梅落趴在床上,低头信着嘴说,全然没看见七少满脸的尴尬模样,更没注意到他眼中强压住的爆笑。而躲在另一处听的明明白白的随伤风更是忍笑忍到肚子疼。要不是要替七少把风,他早就跑到安全的地方去狂笑一通了!
“啊,还有,七少,你能不能把我带出宫去啊?这地方我呆腻了!”梅落又想起这件总是因为这样那样的情况而频频忘记的事情,忙扭过头对七少央求。

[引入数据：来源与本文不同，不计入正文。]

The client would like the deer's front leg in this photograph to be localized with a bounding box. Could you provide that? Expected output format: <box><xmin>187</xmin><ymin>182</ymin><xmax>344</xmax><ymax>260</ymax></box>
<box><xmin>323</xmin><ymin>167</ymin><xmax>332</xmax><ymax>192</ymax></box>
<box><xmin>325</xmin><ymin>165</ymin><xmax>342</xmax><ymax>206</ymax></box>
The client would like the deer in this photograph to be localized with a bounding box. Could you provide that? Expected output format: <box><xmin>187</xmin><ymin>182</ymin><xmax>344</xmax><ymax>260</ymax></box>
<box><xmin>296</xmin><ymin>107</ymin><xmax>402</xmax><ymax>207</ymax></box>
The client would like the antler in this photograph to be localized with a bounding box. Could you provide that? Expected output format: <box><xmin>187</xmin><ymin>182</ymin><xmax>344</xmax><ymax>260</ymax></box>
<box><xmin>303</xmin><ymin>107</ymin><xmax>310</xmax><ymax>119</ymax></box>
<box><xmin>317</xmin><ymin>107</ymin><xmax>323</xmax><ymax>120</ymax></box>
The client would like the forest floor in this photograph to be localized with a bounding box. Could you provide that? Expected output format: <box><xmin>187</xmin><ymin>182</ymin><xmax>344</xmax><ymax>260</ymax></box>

“怎么这么快就腻了?我记得你不是最喜欢美人的么?楼里的人不知道蛤蟆是四条腿的有,可没人不知道因为喜欢美人屡屡执行任务失败的你!”七少打趣道。
梅落老脸一红,随即道:“爱美是人的天性,虽然我是个女的,可也不妨碍我欣赏美人啊!美人如花,美人如画,爱美赏美惜美才是真正的君子,这个道理你知道不?”
“强词夺理。”七少伸指刮了下她的鼻子,带着自己都没发现的宠溺。
梅落急忙护住自己娇俏的鼻梁,对着七少猛翻白眼:“又刮!都要给你刮塌掉了!”一边在心里唾弃七少:真是的,每次都是这样,人家又不是三岁娃娃萌妹子,能不能换个新鲜的?大哥,大大哥!
七少假装看不见梅落噘嘴,揉了揉她的秀发,轻声道:“暂时你还要在这里委屈着。不过别急,我还有些事没有安排好,等安排好了就会带你走。这宫里虽说让人不痛快,可是也不是随便哪个就能进来的,你不如就把这里当做另样的江湖,好好在这里磨练下本事,等将来出去了我还有事情要你帮着分担呢!”
梅落眨着眼:“我这是把自己关进笼子了?”
“是笼子。不过也是个金色的。”
“不稀罕,怎么办?”
“就像你经常说的,凉拌!”七少嘿嘿一声,然后被梅落拍飞。
月影偏移,七少走进重华宫内。把外面原本就不多的看守洒扫人员全部弄倒后,随伤风才走了过来。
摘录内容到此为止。